Vor 20 Jahren wurde in Baden-Württemberg das Abitur nach zwölf Jahren Schule eingeführt. Mit G 8 sollte das deutsche Schulsystem an internationale Standards angeglichen werden. Unter anderem wurden zentrale Vergleichsarbeiten, Naturwissenschaft und Technik als neues Fach und die zweite Fremdsprache ab Klasse 5 eingeführt. Kritik am Turbo-Abi gab es schon bei der Einführung, und sie ebbte nicht ab.
Am Ende war der Protest der Eltern so laut und gut organisiert, dass das Aus von G 8 bevorsteht. Zumindest flächendeckend. Es ist ein richtiger Schritt – vor allem, da es weiter Ausnahmen geben kann. Schulen ist es möglich, so gewünscht, auch weiterhin ein Turbo-Abi anzubieten.
Gymnasium in Vaihingen plant Turbo-Zug
Das Interesse am Sonderweg scheint jedoch verhalten. Zahlen, wie viele Gymnasien im Land G 8 im Portfolio behalten wollen, liegen dem Regierungspräsidium Stuttgart noch nicht vor. Ein Blick in den Landkreis bestätigt jedoch den Eindruck des mangelnden Interesses. Stand jetzt möchte lediglich das Vaihinger Ernst-Abel-Gymnasium den Turbo-Zug des Landes anbieten.
Das größte baden-württembergische Gymnasium, das Marbacher Friedrich-Schiller-Gymnasium, ging bei Bildungsreformen stets voraus. Bevor das Turbo-Abi vor 20 Jahren eingeführt wurde, probierte man es in Marbach in zwei Motiviertenklassen aus. Doch jetzt kehrt das Gymnasium, das bisher eigentlich immer eine breitestmögliche Vielfalt an Wahloptionen bieten wollte, G 8 konsequent den Rücken. Man wolle gewährleisten, dass weiterhin alle alle Profile und Fremdsprachen belegen können. Was bei einer getrennten Führung eines G 8-Zuges nicht oder nur sehr eingeschränkt möglich sei, argumentiert der Schulleiter und bestätigt damit die Einschätzung von Kollegen, die das Landesmodell kritisieren. Die Kritikpunkte: Es soll ressourcenneutral umgesetzt werden, was etwa zur Folge hat, dass Sport, Religion und Ethik sowie die zweite und dritte Fremdsprache temporär oder durchgängig mit altershöheren G9-Gruppen gekoppelt werden muss. Sinnvolle Stundenpläne scheinen unmöglich, sagen Praktiker – auf die man hören sollte.
Verständlich also, dass das Ludwigsburger Goethe-Gymnasium einen Sonderweg gehen wollte und mit Herzblut an dessen Umsetzbarkeit getüftelt hat.

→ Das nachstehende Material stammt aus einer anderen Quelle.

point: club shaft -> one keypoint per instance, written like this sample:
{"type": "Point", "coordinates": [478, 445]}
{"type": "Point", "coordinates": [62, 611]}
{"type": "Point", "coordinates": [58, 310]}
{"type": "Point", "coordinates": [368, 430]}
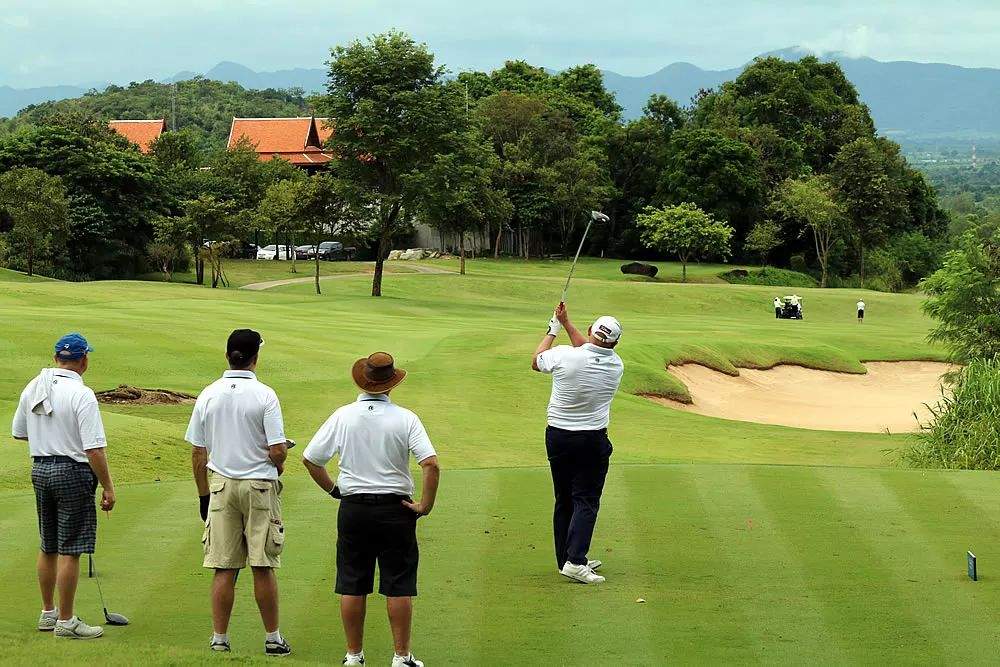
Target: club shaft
{"type": "Point", "coordinates": [573, 267]}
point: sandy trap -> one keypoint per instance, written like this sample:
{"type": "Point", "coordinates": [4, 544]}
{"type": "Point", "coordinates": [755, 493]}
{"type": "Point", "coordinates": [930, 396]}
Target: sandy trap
{"type": "Point", "coordinates": [885, 399]}
{"type": "Point", "coordinates": [128, 395]}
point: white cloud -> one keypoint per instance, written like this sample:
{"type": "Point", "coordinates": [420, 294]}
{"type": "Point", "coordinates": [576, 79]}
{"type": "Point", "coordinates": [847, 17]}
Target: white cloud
{"type": "Point", "coordinates": [855, 41]}
{"type": "Point", "coordinates": [19, 22]}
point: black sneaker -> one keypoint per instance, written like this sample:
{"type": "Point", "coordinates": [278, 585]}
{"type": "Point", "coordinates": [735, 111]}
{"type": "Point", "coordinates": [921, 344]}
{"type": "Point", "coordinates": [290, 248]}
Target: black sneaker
{"type": "Point", "coordinates": [220, 646]}
{"type": "Point", "coordinates": [277, 648]}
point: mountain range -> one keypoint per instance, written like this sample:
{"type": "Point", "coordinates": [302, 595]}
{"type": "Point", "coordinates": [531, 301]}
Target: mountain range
{"type": "Point", "coordinates": [908, 99]}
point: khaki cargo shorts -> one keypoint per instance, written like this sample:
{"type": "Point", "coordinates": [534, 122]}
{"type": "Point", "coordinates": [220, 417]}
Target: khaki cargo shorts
{"type": "Point", "coordinates": [244, 523]}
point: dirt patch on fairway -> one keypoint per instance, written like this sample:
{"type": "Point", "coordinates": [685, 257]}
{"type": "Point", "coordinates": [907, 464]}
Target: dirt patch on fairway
{"type": "Point", "coordinates": [128, 395]}
{"type": "Point", "coordinates": [884, 399]}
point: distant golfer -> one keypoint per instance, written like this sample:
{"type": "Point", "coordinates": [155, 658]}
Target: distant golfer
{"type": "Point", "coordinates": [59, 417]}
{"type": "Point", "coordinates": [585, 377]}
{"type": "Point", "coordinates": [238, 434]}
{"type": "Point", "coordinates": [377, 522]}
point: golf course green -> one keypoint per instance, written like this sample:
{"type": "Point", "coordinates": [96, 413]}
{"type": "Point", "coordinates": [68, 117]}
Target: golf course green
{"type": "Point", "coordinates": [723, 541]}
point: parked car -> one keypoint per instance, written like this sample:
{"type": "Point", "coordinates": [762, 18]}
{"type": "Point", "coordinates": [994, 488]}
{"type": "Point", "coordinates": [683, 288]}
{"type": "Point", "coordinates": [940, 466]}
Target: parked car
{"type": "Point", "coordinates": [268, 252]}
{"type": "Point", "coordinates": [335, 250]}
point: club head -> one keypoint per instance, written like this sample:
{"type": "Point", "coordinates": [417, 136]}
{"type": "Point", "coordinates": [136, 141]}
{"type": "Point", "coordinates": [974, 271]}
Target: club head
{"type": "Point", "coordinates": [114, 619]}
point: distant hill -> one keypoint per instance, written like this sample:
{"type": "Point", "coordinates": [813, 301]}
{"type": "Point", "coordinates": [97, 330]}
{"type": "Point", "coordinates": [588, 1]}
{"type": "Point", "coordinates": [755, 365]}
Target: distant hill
{"type": "Point", "coordinates": [907, 99]}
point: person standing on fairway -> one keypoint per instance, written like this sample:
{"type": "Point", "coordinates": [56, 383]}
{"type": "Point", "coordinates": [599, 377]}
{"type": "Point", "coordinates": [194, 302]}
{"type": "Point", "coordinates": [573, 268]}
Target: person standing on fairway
{"type": "Point", "coordinates": [585, 377]}
{"type": "Point", "coordinates": [377, 522]}
{"type": "Point", "coordinates": [59, 417]}
{"type": "Point", "coordinates": [238, 434]}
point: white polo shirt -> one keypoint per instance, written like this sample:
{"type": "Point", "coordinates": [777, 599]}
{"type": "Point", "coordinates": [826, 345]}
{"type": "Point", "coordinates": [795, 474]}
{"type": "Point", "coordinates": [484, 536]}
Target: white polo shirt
{"type": "Point", "coordinates": [237, 418]}
{"type": "Point", "coordinates": [584, 380]}
{"type": "Point", "coordinates": [73, 427]}
{"type": "Point", "coordinates": [374, 439]}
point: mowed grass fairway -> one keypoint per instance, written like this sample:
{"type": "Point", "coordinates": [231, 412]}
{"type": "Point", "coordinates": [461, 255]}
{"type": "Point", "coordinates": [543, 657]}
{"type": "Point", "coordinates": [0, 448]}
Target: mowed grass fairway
{"type": "Point", "coordinates": [748, 543]}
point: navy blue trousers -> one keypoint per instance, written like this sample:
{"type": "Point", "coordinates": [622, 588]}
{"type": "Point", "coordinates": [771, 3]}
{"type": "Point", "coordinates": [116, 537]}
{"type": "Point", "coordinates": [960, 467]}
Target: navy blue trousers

Am Ende stand eine Lösung, die jungen Menschen eine große Chance bieten würde. Die sogenannten Schnellläuferklasse überspringt gemeinsam Klasse 6, kann alle Profile wählen und bleibt bis zur Oberstufe zusammen.
Und was macht das Kultusministerium? Die Behörde pocht auf die Umsetzung des eigenen Modells und gibt dem Schulleiter einen Korb – entgegen vorheriger positiver Signale. Sonderwege sind nicht gewünscht. Seien sie noch so sinnvoll und umsetzbar. Der Verweis auf Paragraf 5 der Versetzungsordnung für Gymnasien erscheint fadenscheinig. Er lässt das Überspringen einer Klasse bei überdurchschnittlichen Leistungen zu. Im Kollektiv und ohne Einzelfallprüfung könne diese Karte jedoch nicht gezogen werden, so der Hinweis aus Stuttgart. Das wäre nicht „verordnungskonform“.
Unterschiedliche Rechtsauffassungen
Dass eben diese Einzelprüfung am Goethe ausdrücklich erfolgen würde – geschenkt. Dass das Land denselben Paragrafen vor 20 Jahren anders ausgelegt und das klassenweise Überspringen am FSG ermöglicht und Rechtssicherheit gesehen hatte – geschenkt. Die Engstirnigkeit und die fragwürdige Auslegung des Paragrafen zeugt jedenfalls von wenig Vertrauen in die Kompetenz der Schulen. Und es zeugt auch nicht von ernsthaftem Bemühen für Bildungsvielfalt. Darüber hinaus ist es alles andere als eine vertrauensbildende Maßnahme in die Politik. Dabei wäre die mehr denn je geboten.